LLM performance is heavily dependent an scales roughly linearly with available memory bandwidth. That is usually acquired in the form of NVIDIA GPU cards, not via motherboard & CPU RAM channels.

Hi easp, thanks for your quick response, by 1/2 the speed of Open-AI's ChatGPT, I mean the response time it will take for the physical server hosting ollama to a json request on say 0.0.0.0:11434.

This is because the response of Ollama across my servers are very, very slow. I'm looking for solutions. I'll try to log into discord to look for your referenced discussion.
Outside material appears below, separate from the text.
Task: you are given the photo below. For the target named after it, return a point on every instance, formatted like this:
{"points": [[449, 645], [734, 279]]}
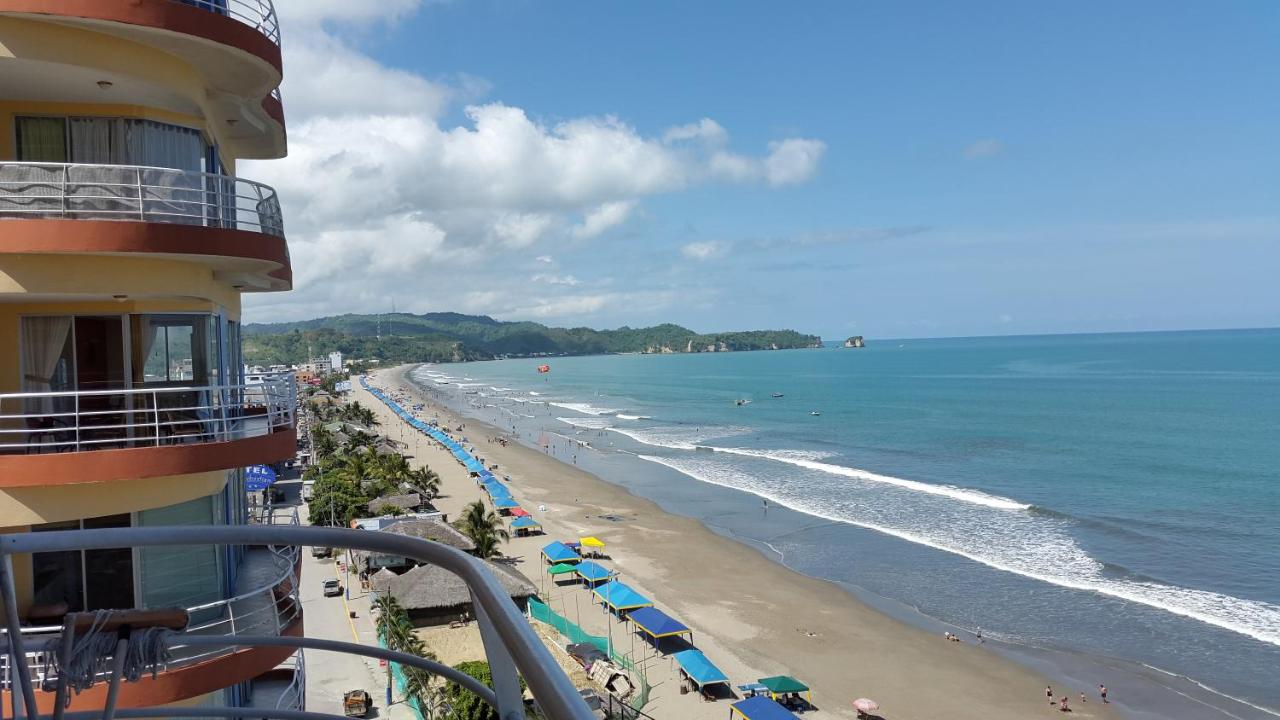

technovangelist commented 11 months ago

Thanks for submitting the issue. As mentioned by @easp your best bet will be to add a recent Nvidia GPU to your setup. Most of the work that a model does to generate output is often orders of magnitude faster when performed by a supported GPU. For instance, it's not unusual to see tokens per second numbers of 3 or 4 without a gpu, and as much as 90 with a Nvidia 4080.

I will go ahead and close this now. If you think there is anything we left out, reopen and we can address. Thanks for being part of this great community.